Security Model Overview¶
How do Dataiku DSS (DSS) users securely access the platform with the right permissions? In this article, we’ll provide a brief overview of security topics along with links to dive deeper into each topic. We’ll discuss how DSS identifies and authenticates users and relies on a groups-based model to provide users with the permissions they need to perform tasks such as access to data connections.
User Identity and User Authentication¶
DSS relies on both user identity and user authentication: user identity to uniquely identify users of the platform and user authentication to prove that the user is who they claim to be.
In general, user identity includes elements used to uniquely identify a user, such as:
Administrators can manage users by visiting the Administration menu and navigating to the Security tab as described in Building Your Security Model - User Authentication.
When DSS identifies users through a local database, the DSS instance is the source of the information. The administrator manages and manually enters user information per instance directly in the Security tab of the Administration menu. This can happen via the user interface or through API calls.
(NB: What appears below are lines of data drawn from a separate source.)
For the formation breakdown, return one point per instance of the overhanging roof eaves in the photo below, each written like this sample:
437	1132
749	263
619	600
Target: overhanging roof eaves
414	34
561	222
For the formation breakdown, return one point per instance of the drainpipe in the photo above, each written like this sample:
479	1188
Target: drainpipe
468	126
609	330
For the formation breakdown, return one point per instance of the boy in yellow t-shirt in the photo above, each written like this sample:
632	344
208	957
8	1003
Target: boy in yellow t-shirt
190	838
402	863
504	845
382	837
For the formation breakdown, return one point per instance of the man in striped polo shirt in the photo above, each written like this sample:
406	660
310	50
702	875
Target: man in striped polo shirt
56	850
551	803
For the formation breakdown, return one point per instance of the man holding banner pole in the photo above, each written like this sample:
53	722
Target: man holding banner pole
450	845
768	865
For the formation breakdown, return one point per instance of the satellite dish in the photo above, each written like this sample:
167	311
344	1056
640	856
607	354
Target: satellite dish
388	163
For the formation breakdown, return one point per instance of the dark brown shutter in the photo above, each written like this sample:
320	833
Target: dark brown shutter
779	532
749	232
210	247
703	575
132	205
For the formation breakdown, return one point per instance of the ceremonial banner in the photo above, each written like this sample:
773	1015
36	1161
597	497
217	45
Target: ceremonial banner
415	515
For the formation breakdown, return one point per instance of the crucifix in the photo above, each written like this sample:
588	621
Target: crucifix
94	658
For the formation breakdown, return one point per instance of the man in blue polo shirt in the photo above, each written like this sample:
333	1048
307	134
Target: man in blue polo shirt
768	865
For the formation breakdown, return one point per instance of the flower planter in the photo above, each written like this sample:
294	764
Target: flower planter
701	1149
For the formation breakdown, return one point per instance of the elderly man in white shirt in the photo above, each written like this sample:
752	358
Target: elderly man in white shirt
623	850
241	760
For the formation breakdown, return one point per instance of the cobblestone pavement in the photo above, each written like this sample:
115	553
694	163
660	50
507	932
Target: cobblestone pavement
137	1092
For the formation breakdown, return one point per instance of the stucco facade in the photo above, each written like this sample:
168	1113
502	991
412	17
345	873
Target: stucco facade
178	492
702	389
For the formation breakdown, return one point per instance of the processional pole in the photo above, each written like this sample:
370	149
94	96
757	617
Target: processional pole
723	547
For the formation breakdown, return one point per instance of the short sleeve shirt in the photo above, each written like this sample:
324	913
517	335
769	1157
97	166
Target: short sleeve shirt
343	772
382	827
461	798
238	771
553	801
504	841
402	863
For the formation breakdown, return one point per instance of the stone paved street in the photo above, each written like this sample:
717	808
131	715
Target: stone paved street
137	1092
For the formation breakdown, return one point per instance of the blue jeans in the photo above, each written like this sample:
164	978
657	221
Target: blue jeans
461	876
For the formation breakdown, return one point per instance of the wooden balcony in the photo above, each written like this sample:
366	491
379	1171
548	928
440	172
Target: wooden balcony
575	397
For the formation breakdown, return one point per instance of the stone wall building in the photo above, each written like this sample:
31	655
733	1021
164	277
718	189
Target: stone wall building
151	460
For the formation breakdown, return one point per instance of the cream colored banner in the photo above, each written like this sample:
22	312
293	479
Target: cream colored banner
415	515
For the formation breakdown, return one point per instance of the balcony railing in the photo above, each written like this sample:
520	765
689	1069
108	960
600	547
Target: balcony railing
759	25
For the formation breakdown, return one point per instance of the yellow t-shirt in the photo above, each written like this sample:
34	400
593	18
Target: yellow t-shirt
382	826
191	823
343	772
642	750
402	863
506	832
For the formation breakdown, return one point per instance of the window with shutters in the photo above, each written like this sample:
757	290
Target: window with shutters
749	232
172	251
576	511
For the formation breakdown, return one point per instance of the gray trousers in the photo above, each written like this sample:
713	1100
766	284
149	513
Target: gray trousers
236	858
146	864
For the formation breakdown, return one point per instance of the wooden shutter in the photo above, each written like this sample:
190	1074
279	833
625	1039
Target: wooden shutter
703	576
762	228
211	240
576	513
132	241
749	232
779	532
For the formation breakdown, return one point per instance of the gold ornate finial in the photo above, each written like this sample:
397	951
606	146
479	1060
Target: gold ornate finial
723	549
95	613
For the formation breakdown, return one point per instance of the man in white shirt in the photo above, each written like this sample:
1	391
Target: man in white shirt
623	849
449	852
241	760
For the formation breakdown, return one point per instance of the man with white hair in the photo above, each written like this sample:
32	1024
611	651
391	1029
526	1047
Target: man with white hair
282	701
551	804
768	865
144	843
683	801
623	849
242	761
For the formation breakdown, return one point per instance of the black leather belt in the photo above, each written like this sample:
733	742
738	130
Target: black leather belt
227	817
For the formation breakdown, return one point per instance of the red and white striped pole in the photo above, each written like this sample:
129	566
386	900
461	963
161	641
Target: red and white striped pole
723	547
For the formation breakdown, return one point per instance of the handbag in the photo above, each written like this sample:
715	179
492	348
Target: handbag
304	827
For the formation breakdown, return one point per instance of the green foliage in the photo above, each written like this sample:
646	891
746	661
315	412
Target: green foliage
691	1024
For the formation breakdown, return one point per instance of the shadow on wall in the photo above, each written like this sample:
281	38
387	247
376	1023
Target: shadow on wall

The data cannot be shared across instances.
DSS can retrieve user information through Active Directory (AD) lightweight directory access protocol (LDAP).
When adding a new user through the Security tab on an instance, for example, the administrator visits the Security tab, selects to add a new user. and sets the user type to LDAP.
Dataiku signs in, checks the user in the external LDAP, and automatically creates the user in Dataiku.
DSS can use a Local, LDAP, or Local (no auth, for SSO only) authentication method to authenticate users on the platform. For details, visit Building Your Security Model - DSS User Authentication.
For more information about SSO, visit Single Sign-On in the product documentation.
DSS uses a groups-based model to allow users to perform actions through it. Users can belong to an arbitrary number of groups. Groups can have one or several permissions.
By default, permissions are linked to two elements, user profiles and user groups.
A User can have only one profile at a time. The profile is linked to the DSS license. To find out how many seats are available, you can visit Administration > License. A profile is a fixed authorization for a type of user. Profiles can be different between licenses.
Visit User profiles in the product documentation to find out more.
A group is a configurable collection of users, such as administrators or data-team. Users can belong to an arbitrary number of groups for which their permissions become cumulative. The administrator assigns global permissions for each group. The administrator can choose to map permissions for a group locally or through LDAP.
Once groups are configured, the administrator grants per-resource group permissions.
While groups have permissions at the instance level, the administrator can assign permissions to specific groups at the resource level.
Resources are elements where the administrator might want to manage security, including projects, code environments, managed clusters, containerized execution, and infrastructure elements of the Deployer.
Permissions are specific to a resource and differ between resource types. For example, whether or not a group can edit a project is configurable at the project level.
Security Permissions for Data Connections¶
Just like other resources, an administrator can configure security settings for data connections. Security settings for data connections include configuring which group(s) have access to the connection.
An administrator can also configure per-user credentials for data connections. When this is applied, users will need to update their credentials through their user profile.